SmartMMI presents 4 (four) scientific papers at the virtual international conference Human Computer Interaction International (HCII) 2020. The HCI is one of the largest conferences in the field of Human Computer Interaction. Due to the corona pandemic, this year’s conference did not take place in Copenhagen between 19 and 24 July as planned, but for the first time in its history completely online. The four scientific contributions reflect the current research focus of the project SmartMMI.
The evaluation of people’s mobility is crucial for understanding traffic, traffic security and the effects of traffic planning. In this paper, we present our toolbox for analyzing and evaluating aspects of different mobility modes. Some of these tools support the participation of road users in the analysis. The tools either can be applied to implement analyses for planning purposes or for the evaluation of implemented measures. Our goal is to improve the understanding of mobility in all its facets and ultimately to increase user comfort, safety and the overall user acceptance in urban mobility.
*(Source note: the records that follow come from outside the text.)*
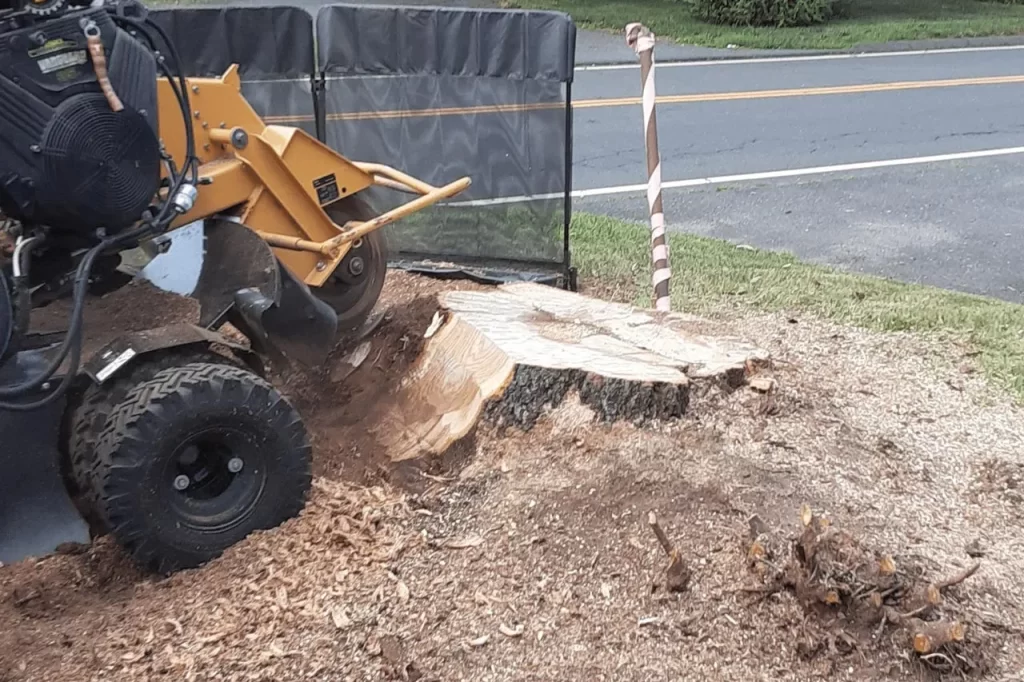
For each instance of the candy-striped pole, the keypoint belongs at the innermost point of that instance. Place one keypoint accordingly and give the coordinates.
(642, 41)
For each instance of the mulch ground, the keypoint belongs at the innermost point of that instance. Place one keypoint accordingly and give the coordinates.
(529, 556)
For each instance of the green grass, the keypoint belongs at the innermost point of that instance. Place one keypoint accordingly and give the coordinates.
(709, 274)
(865, 22)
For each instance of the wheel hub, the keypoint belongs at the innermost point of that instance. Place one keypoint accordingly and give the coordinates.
(355, 266)
(210, 486)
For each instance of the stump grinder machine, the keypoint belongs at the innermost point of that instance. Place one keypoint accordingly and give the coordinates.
(171, 440)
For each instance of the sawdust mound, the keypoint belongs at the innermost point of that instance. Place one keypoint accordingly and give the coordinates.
(274, 604)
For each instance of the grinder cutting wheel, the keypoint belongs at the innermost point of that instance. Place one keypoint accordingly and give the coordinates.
(170, 439)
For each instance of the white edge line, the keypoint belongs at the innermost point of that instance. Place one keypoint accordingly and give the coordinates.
(747, 177)
(707, 62)
(800, 57)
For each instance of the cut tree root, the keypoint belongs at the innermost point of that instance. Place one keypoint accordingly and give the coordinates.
(677, 576)
(510, 354)
(828, 571)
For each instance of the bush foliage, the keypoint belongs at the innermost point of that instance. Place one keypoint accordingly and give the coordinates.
(766, 12)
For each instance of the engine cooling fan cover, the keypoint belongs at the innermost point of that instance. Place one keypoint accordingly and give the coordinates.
(100, 167)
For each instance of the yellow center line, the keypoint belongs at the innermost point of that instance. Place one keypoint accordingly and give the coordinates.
(664, 99)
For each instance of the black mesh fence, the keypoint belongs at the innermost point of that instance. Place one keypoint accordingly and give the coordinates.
(272, 47)
(439, 93)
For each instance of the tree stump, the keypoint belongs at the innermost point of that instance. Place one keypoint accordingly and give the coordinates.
(510, 353)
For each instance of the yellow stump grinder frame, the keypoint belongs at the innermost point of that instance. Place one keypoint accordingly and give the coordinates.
(171, 439)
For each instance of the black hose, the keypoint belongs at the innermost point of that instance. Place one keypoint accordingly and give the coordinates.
(71, 344)
(72, 341)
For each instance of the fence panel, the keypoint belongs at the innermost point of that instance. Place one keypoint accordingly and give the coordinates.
(445, 93)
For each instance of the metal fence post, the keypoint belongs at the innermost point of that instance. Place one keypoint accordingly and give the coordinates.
(641, 40)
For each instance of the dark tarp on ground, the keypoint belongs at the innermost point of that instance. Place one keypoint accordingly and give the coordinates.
(452, 92)
(273, 47)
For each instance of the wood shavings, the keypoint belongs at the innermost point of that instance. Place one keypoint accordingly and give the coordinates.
(465, 543)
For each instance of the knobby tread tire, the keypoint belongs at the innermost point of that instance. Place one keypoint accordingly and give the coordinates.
(88, 419)
(134, 442)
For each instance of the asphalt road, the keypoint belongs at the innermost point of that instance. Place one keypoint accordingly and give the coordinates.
(953, 223)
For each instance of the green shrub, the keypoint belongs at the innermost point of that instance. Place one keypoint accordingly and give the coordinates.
(765, 12)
Passengers in public transport expect passenger information to be exact, timely and appropriate to their situation. Therefore, future passenger information systems should adapt to the passenger’s context as precisely as possible. In this paper, we present a context model and describe our architecture for an adaptive, multi-device passenger information system. We will also present adaptation scenarios that show the application of our context model.
User studies to evaluate public transport systems are often hard to set up. While field tests provide important insight into realworld usability of public transport systems, they are also complex and expensive. Especially in early development stages of public transport related systems, field tests are not appropriate. However, usability of public transport systems is often depending on “real-life” context factors that are hard to reproduce in lab-based user studies. We have developed a mockup of a tram or train compartment that can be flexibly used to create a public transport experience in user studies. In this paper we will describe our experiences and recurring challenges with user studies in public transport, the design and set-up of our mockup, as well as give an insight into its applications in studies we conducted and lessons we learned.
Adaptive passenger information for an enhanced mobility experience may be the next step towards a smart public transport. In our research project, we have developed a multi-device evaluation approach for adaptive passenger information systems of mobile public displays. An adaptive passenger information system needs to be aware of the passenger’s context. In order to fulfill this requirement, we use the passenger’s personal devices like smartphones or smart watches as context sources. In this paper, we describe our approach of a multidevice passenger information system evaluation focusing on privacy aspects. We present three different methods of pseudonyms that were used to visually link the personal information on passenger’s private devices with the displayed information on the public display. In addition, we report on our evaluation results from a user study evaluating the acceptance and the intelligibility of the used visual pseudonyms.